Desde há mais de 20 anos que os bloggers foram definindo a paisagem mediática. Primeiro a digital. Hoje sem a separação pelo meio. Já para além de bloggers, storytellers, influenciadores, líderes de opinião. E a somar ao weblog, o Facebook, o Instagram, o Youtube, o Twitter, o Linkedin… A rede.

As marcas despertaram e começaram a determinar uma pequena parte dos seus budgets. Primeiro não de Marketing, mas de comunicação. Experiências de Relações Públicas. Eventos. E com resultados. Alguém explicou que não importa o tráfego em comparação com os Media, interessa a dimensão da comunidade e o poder de influência.

Entre famosos e anónimos, macro ou micro influenciadores, hoje as ligações tremendas das marcas passam por potentes ações exuberantes umas, subtis outras. E uma outra fase de amadurecimento desta relação na tríade Marca-Influenciador-Clientes tem surgido: a do fim da relação espontânea, oportunista e momentânea para relações duradouras, de longo-prazo, de embaixadores.

Qual o “truque” que falta, pois então? Perguntam muitos.
Formação.
Como assim?
Isso mesmo. Formação.
Na escolha de muitos influenciadores pelas marcas está uma natural, vivida e sincera paixão pela marca e pelo produto que representam. E o truque que diferencia a prestação do influenciador e embaixador no digital, dia a dia, é o que está para além da paixão. É a prova.

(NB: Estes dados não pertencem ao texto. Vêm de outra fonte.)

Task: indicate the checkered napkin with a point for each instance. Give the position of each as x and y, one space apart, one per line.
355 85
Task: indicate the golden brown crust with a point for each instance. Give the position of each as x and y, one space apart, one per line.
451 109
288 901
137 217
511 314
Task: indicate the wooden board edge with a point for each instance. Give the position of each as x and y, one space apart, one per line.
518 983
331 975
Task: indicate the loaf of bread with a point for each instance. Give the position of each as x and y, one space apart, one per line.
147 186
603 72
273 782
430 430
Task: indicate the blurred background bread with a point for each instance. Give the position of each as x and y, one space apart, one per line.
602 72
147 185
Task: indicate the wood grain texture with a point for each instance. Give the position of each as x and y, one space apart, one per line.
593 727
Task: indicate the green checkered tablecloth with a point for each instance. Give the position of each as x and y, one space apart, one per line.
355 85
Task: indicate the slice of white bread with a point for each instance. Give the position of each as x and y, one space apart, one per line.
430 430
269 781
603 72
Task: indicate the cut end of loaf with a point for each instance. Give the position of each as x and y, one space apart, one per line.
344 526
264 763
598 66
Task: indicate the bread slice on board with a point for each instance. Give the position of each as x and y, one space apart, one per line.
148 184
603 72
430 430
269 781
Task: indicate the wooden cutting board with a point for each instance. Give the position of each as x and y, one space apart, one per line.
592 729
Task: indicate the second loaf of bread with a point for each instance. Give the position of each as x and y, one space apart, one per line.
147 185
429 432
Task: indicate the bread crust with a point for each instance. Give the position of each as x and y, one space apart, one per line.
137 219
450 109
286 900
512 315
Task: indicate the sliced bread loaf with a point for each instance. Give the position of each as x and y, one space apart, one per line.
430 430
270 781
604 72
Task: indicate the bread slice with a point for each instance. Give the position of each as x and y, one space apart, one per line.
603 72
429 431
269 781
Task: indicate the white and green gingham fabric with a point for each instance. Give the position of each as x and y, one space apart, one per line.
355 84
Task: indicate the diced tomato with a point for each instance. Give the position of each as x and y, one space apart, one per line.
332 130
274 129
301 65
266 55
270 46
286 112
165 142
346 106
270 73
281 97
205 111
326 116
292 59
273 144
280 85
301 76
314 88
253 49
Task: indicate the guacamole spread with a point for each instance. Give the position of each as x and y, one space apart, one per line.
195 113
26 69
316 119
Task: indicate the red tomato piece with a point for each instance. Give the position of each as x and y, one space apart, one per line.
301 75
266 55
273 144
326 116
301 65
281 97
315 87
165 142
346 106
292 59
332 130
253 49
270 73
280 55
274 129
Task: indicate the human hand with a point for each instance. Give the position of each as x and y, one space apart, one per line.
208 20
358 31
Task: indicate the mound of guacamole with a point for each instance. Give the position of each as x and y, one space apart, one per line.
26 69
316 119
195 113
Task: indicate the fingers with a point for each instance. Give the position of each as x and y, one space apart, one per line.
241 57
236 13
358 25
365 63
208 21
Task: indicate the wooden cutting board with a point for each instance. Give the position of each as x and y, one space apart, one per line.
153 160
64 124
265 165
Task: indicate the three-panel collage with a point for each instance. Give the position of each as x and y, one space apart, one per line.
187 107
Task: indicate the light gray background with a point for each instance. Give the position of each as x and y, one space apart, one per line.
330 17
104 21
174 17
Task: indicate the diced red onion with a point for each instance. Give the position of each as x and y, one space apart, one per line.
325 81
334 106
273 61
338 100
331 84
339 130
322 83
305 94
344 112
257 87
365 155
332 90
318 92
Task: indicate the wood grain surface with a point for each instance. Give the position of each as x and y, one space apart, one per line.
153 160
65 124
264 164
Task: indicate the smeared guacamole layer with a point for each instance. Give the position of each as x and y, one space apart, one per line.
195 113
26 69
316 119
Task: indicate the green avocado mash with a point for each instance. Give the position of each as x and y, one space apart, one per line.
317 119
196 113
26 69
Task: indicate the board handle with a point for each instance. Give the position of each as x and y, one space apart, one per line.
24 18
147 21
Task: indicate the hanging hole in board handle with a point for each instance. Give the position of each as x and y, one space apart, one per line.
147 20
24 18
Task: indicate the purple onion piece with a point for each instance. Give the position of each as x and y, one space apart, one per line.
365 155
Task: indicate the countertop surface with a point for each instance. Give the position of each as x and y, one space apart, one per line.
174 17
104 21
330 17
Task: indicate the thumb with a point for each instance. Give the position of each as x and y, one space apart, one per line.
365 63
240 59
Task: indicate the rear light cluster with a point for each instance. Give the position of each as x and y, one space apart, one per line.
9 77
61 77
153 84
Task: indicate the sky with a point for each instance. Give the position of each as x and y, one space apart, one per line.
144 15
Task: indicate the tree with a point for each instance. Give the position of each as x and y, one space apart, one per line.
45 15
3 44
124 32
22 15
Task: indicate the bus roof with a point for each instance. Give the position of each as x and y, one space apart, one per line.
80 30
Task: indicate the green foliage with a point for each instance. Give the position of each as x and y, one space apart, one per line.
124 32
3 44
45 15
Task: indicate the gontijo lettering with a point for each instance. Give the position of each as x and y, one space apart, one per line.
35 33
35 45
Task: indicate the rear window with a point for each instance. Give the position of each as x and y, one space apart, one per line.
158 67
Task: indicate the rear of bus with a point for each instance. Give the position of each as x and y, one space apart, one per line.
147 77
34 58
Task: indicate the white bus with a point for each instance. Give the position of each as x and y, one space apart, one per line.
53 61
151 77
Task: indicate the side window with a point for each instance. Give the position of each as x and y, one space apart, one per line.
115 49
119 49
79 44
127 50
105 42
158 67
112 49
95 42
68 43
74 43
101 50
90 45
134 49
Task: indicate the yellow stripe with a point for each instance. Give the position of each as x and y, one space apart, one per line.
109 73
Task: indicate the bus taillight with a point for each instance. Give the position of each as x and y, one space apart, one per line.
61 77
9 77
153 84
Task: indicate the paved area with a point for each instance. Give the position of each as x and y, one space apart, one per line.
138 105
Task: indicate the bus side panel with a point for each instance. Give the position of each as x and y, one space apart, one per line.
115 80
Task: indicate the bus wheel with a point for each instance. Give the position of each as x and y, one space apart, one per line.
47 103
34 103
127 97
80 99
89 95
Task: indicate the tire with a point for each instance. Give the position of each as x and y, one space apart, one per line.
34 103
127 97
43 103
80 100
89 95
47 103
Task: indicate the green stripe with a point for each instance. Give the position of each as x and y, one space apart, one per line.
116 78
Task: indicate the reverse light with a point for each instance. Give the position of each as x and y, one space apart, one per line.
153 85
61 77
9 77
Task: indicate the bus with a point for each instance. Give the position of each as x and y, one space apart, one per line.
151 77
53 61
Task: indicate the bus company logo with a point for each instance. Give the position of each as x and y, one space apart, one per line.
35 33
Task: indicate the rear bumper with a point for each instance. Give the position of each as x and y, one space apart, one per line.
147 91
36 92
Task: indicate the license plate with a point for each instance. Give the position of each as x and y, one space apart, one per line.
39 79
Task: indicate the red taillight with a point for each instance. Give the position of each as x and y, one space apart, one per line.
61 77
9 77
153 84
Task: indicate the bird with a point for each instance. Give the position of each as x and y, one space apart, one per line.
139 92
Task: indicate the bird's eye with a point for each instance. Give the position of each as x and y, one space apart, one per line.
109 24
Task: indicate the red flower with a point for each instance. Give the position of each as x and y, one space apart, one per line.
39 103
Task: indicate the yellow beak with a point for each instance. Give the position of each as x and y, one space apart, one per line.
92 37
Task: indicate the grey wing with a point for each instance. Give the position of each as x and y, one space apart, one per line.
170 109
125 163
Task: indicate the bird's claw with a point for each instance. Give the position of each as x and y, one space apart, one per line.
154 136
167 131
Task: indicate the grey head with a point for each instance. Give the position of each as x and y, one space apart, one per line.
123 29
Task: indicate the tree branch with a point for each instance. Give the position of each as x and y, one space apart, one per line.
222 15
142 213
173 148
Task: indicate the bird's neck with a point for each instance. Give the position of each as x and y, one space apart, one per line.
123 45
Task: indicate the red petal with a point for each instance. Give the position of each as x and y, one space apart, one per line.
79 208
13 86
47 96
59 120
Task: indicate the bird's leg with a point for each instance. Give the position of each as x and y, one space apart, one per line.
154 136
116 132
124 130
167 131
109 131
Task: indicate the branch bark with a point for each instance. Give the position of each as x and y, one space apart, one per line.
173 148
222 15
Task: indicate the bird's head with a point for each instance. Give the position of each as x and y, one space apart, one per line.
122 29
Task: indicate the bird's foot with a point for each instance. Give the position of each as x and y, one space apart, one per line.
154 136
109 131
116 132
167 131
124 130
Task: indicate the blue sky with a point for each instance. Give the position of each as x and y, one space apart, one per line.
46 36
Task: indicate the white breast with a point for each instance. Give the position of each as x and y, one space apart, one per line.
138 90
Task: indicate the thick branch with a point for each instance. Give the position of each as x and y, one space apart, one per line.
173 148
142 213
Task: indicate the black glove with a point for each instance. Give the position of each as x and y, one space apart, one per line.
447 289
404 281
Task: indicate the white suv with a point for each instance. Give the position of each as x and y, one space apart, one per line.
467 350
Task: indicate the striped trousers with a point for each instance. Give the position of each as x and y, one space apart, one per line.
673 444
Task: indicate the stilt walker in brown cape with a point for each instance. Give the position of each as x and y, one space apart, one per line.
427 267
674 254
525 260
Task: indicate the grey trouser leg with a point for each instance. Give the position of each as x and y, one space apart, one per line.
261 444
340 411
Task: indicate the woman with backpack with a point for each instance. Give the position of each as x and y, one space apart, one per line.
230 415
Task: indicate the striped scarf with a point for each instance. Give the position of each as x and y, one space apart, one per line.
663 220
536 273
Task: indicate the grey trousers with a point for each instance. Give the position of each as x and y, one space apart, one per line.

Aqueles que provam e comprovam e explicam e demonstram e detalham o que de melhor e único tem o produto e a marca, distanciam-se. Tornam os incrédulos em fãs. Os descrentes em céticos e potenciais experimentadores. Os simpáticos em apaixonados. Os fãs em fanáticos defensores.

Não basta levantar a bandeira. E muitas marcas já perceberam isso. Razão pela qual, na relação profissional que assinam com muitos dos seus influenciadores incluem de base e de forma regular ações de formação detalhadas, como se de um colaborador da empresa se tratasse. Explicação do produto com os engenheiros, as novidades com o gestor de produto, a missão da empresa com o CEO. Porque para explicar aos milhares de seguidores porque é que aquilo é especial não basta dizer “porque eu gosto”, é preciso viajar pelo Golden Circle completo do Simon Sinek em relação ao produto, desde o que é feito, como é feito e sobretudo ao porque a marca o faz.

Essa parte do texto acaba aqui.